Уже глубокой ночью он писал письма своим многочисленным корреспонденткам, говорил по телефону, принимал гостей. Друзья его утверждают, что, несмотря на всю атмосферу аврала, в которой он жил, Дунаевский был предельно собранным человеком. Когда он готовился к отъезду, то укладывал чемоданы с тщательностью, доходившей до педантизма. Он продумывал каждую мелочь, которая могла подстерегать его в дороге. Отличительной деталью, признаком его щепетильности и чистоты, была маленькая вешалка, которую он возил с собой. Эту вешалку композитор хранил во внутреннем кармане своего пальто. Современники запомнили его выутюженный вид. Его номер в гостинице "Москва" производил впечатление улья, заселённого нотами.
Да, он позволил сделать из себя сказочного героя, творящего мановением палочки иллюзию народного восторга, сказочного равенства и братства. Но от иллюзии, что он такой же, как все, Дунаевский был свободен. Однажды он признался ночью в письме своей давней подруге Рыськиной: "От степени таланта зависит степень вознаграждения". Другое дело, что осознание своей избранности не делало его счастливее. В нём, конкретном человеке, композиторе проявилось ощущение богоизбранности целого гонимого племени. Вот только Бога уже не было. Поневоле его собственным Богом стала музыка или, это точнее, его представление о музыке.
Он сложил миф о герое, но не стал от этого сильнее. Дунаевский ненавидел фильмы о героях. Когда Александров снял фильм о композиторе Глинке, Исаак Осипович сказал:
— Не нравится мне этот фильм. Глинка был богат, а в фильме он беден и нуждается.
Это он заявил в то время, когда говорить негативно о бедном художнике считалось большим преступлением. Запущенное Горьким резюме, что настоящий талант должен быть беден, чтобы стать талантом, превратилось чуть ли не в заповедь, в биологическую константу во взгляде коммунистов на природу таланта. Подобные лозунги складывались в начале тридцатых годов, и над их созданием трудились лучшие умы из тех, что достались большевикам: Леопольд Авербах, драматург Киршон, Александр Фадеев.
"Настоящий талант должен быть богат", — считал Дунаевский.

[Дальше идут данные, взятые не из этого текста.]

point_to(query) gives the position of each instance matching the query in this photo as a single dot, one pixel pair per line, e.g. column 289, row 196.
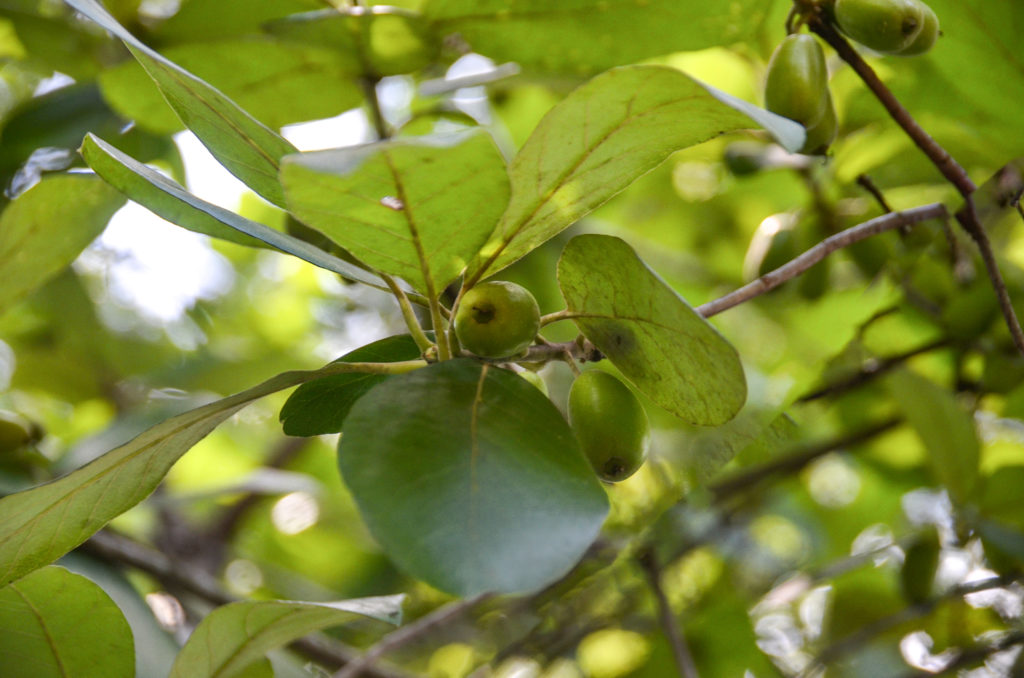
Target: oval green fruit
column 927, row 37
column 497, row 320
column 610, row 424
column 797, row 83
column 885, row 26
column 821, row 134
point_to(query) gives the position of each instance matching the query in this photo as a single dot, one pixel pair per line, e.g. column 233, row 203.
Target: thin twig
column 812, row 256
column 415, row 329
column 680, row 648
column 409, row 633
column 865, row 182
column 973, row 654
column 865, row 634
column 794, row 462
column 945, row 163
column 873, row 368
column 113, row 547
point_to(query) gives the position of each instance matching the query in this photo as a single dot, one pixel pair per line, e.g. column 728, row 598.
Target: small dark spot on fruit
column 483, row 313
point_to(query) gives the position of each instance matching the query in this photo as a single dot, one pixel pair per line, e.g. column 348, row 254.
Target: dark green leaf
column 581, row 37
column 247, row 147
column 233, row 636
column 54, row 624
column 945, row 428
column 168, row 200
column 418, row 208
column 598, row 140
column 321, row 407
column 47, row 227
column 42, row 523
column 470, row 478
column 659, row 343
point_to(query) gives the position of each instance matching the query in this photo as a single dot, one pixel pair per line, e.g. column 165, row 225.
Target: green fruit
column 797, row 85
column 885, row 26
column 497, row 320
column 610, row 424
column 820, row 135
column 929, row 34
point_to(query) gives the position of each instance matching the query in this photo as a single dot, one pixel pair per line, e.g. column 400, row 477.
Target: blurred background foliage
column 148, row 322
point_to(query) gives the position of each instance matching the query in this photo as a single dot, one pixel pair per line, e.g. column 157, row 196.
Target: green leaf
column 597, row 141
column 233, row 636
column 276, row 82
column 470, row 478
column 321, row 407
column 42, row 523
column 46, row 227
column 945, row 428
column 418, row 208
column 377, row 40
column 214, row 19
column 168, row 200
column 248, row 149
column 581, row 37
column 668, row 350
column 54, row 623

О его меркантильности говорили много. В 1940 году он пишет письмо чиновнику Курьянову о деньгах, о желании за них бороться и о соответствующей оплате труда. Естественно, за византийским велеречием и скромным "убиранием" себя на второй план угадывается мысль: "Мой труд должен быть оплачен так, как он того заслуживает".

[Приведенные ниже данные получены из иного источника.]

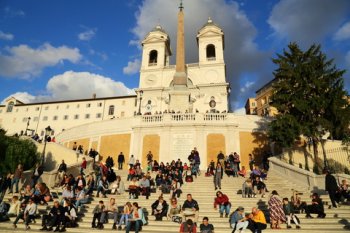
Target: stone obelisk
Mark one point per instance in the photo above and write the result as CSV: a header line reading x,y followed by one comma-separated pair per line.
x,y
179,93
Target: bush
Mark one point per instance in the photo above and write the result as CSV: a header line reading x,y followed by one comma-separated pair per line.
x,y
14,150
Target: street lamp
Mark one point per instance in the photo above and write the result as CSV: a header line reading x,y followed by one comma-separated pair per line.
x,y
47,133
141,93
321,131
25,133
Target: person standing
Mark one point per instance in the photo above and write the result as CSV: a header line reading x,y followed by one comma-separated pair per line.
x,y
331,187
223,202
277,215
38,171
257,221
218,174
237,221
131,161
221,158
83,166
62,169
206,227
251,162
17,176
121,160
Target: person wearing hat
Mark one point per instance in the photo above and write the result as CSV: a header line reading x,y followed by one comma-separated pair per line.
x,y
237,220
188,227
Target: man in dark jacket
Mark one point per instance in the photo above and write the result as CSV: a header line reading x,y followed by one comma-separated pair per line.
x,y
55,218
121,160
331,187
190,208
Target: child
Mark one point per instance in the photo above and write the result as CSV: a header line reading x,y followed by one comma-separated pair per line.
x,y
125,215
97,214
289,212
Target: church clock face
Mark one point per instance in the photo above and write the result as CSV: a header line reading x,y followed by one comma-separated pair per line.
x,y
151,80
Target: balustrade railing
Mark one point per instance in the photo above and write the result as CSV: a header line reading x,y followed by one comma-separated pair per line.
x,y
215,117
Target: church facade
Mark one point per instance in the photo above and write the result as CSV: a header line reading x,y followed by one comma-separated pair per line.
x,y
176,108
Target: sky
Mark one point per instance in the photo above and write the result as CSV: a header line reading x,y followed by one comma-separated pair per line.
x,y
61,50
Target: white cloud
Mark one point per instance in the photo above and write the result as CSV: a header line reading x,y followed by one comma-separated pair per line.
x,y
25,62
247,86
88,34
24,97
307,22
76,85
133,67
240,111
6,36
343,33
241,52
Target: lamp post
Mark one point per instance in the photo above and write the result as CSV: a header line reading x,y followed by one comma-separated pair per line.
x,y
47,132
25,133
320,130
141,93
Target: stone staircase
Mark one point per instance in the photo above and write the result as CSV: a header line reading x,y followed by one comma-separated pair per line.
x,y
202,190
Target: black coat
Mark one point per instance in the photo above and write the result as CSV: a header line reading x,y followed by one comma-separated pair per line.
x,y
331,183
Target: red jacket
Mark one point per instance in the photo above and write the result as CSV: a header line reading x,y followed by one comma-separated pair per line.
x,y
223,200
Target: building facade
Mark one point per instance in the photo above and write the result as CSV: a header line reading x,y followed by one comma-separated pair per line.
x,y
176,108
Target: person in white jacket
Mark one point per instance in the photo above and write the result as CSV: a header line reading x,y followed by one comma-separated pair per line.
x,y
14,207
27,215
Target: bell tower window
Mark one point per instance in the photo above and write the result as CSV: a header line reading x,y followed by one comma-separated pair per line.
x,y
10,106
211,53
153,57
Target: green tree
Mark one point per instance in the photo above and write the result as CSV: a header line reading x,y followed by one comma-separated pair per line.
x,y
14,150
308,94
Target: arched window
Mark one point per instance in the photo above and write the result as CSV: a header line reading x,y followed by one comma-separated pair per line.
x,y
211,52
153,57
10,106
111,110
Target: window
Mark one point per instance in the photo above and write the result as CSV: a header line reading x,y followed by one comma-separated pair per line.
x,y
211,52
10,106
111,110
153,56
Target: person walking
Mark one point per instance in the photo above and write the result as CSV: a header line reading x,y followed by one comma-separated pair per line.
x,y
331,187
121,161
218,174
17,176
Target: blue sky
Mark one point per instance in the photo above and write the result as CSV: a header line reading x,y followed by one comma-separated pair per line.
x,y
54,50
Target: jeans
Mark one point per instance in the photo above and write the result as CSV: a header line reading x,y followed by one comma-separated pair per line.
x,y
124,217
225,208
15,180
138,224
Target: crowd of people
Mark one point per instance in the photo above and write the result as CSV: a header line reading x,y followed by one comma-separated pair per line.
x,y
169,178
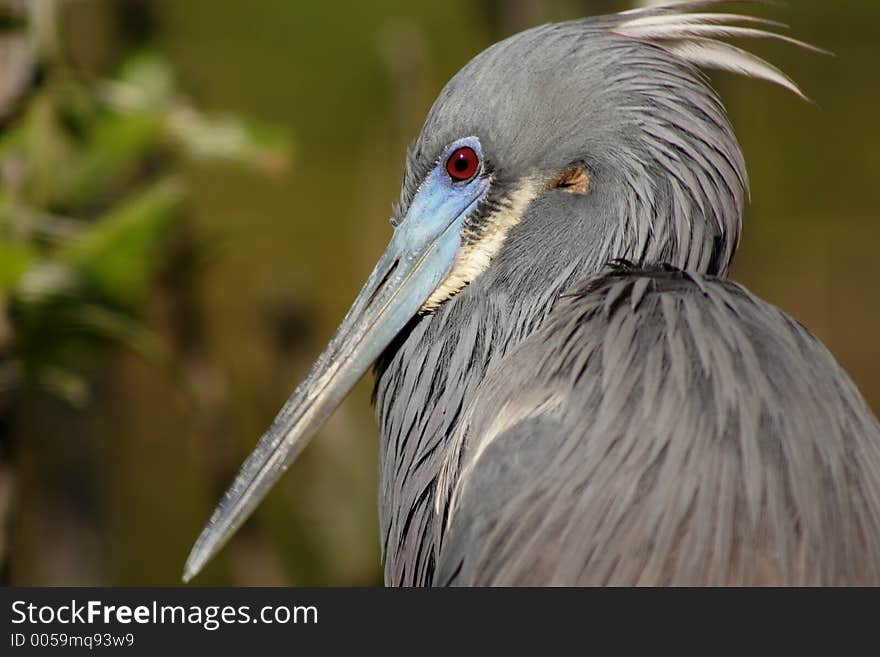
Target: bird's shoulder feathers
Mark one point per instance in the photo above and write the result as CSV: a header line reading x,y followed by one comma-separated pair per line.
x,y
663,428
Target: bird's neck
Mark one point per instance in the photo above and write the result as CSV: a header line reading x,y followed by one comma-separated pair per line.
x,y
424,384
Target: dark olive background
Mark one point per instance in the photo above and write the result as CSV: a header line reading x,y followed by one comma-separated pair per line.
x,y
117,493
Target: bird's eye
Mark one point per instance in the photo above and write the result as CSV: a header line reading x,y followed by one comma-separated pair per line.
x,y
462,165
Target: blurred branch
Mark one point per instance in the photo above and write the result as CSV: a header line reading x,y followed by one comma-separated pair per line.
x,y
90,205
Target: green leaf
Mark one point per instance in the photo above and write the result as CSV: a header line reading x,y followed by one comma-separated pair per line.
x,y
120,252
231,139
14,262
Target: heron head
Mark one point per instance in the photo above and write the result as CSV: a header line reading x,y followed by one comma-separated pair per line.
x,y
601,135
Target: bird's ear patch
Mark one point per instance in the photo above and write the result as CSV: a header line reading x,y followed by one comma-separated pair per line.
x,y
575,180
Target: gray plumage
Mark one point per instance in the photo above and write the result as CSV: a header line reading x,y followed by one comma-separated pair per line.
x,y
663,428
643,427
546,420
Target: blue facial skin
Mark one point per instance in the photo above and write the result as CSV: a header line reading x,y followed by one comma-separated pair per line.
x,y
420,256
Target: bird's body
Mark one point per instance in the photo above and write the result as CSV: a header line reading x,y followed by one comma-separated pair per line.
x,y
546,419
658,428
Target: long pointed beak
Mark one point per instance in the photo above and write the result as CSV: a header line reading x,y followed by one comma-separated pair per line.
x,y
420,255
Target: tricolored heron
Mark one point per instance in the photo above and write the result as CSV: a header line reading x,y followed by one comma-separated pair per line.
x,y
568,390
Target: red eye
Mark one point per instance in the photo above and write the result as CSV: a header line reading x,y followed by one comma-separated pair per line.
x,y
462,164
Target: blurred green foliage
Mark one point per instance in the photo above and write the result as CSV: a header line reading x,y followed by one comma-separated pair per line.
x,y
116,490
89,201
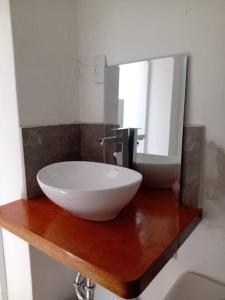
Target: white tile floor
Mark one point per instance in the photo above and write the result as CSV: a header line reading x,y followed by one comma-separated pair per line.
x,y
194,287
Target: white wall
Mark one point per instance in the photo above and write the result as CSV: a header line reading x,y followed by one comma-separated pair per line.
x,y
125,31
160,100
130,30
44,34
12,184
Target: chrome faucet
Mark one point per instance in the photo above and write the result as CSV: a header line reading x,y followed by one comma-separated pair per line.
x,y
125,137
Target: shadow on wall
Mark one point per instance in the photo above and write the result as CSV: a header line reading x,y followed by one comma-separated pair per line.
x,y
214,189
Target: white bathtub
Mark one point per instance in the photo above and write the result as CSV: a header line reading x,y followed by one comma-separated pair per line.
x,y
159,171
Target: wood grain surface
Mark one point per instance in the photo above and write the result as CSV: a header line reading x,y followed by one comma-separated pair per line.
x,y
122,255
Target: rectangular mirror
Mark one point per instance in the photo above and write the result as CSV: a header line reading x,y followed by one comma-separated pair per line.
x,y
150,95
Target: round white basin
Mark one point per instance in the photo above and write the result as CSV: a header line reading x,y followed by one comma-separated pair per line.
x,y
89,190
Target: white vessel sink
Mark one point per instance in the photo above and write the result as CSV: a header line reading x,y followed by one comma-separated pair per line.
x,y
89,190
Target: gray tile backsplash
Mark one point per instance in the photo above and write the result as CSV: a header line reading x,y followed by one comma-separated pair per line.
x,y
49,144
45,145
193,146
91,150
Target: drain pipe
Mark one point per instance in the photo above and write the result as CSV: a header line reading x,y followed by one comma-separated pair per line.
x,y
84,288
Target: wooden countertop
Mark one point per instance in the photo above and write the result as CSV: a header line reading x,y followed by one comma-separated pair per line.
x,y
122,255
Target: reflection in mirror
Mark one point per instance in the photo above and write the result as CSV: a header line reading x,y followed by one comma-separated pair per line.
x,y
149,95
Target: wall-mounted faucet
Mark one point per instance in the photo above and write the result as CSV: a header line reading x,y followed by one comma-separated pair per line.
x,y
128,138
121,137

В то время Дунаевский был единственным, кто мог по праву сказать, что кинокомедия является его коньком, а он — самый прославленный в этой области композитор — должен получать столько же, сколько получал только вчера пришедший в кино молокосос. Незадолго до этого указом Совнаркома были отменены авторские отчисления за исполнение художественного произведения. Труд был тарифицирован и оплачивался одинаково. Сочинительство музыки к музыкальным фильмам вообще никак не выделялось в самостоятельную графу. Всё было одинаково: что сочинить партию пионерского барабана в агитационном фильме для глухонемых, что написать музыку для симфонического оркестра в главной комедии года. Качество творческого продукта как понятие было выведено за скобки оплаты. Свидание с музами для всех оплачивалось одинаково, независимо от того, пришла муза или нет.
В письме чиновнику Курьянову, начальнику Управления по производству художественных фильмов, Дунаевский предлагает мысль резонную, но по меркам того времени "буржуазную". Исаак Осипович предлагает определять композиторский гонорар, исходя из звучности фамилии композитора, судя по его прошлым заслугам, принимая во внимание "творческую личность того композитора, который привлекается к работе над фильмом". Если раньше Дунаевский это говорил преимущественно директору картины и директору киностудии, то в 1940 году он позволил себе сорваться по поводу денег в письме начальнику.
Поводом для письма послужила сумма гонорара за его музыку к фильму "Золушка", которому Сталин собственноручно дал название "Светлый путь". Некий мизерный гонорар был выплачен на основе субъективного мнения директора студии Бабицкого о качестве "товара". Дунаевский посчитал это вопиющей несправедливостью. Это был 1940 год, год сердечных бурь и потрясений. Деньги помогали ему раскрашивать жизнь в те тона, которых требовала душа. Иными словами, деньги были нужны. И вдруг получить мизер, как какой-нибудь юнец-новобранец, не бравший штурмом крепостей из нот! А незадолго до этого Сталин, поинтересовавшись доходами Дунаевского, запретил отчислять авторские за вторичное использование музыки, написанной для кино или театра, на радио. Это был удар лично по Исааку Осиповичу.
13 июля 1940 года в особый сектор ЦК ВКП (б) на имя Сталина поступило письмо от группы кинематографистов — режиссёров и сценаристов. Его подписали добрый друг Дунаевского Григорий Александров, хороший знакомый Леонид Трауберг, любимчик Сталина Михаил Ромм, один из "братьев", создателей "Чапаева", Сергей Васильев, режиссёр Фридрих Эрмлер, сценарист фильма "Ленин в Октябре" Алексей Каплер.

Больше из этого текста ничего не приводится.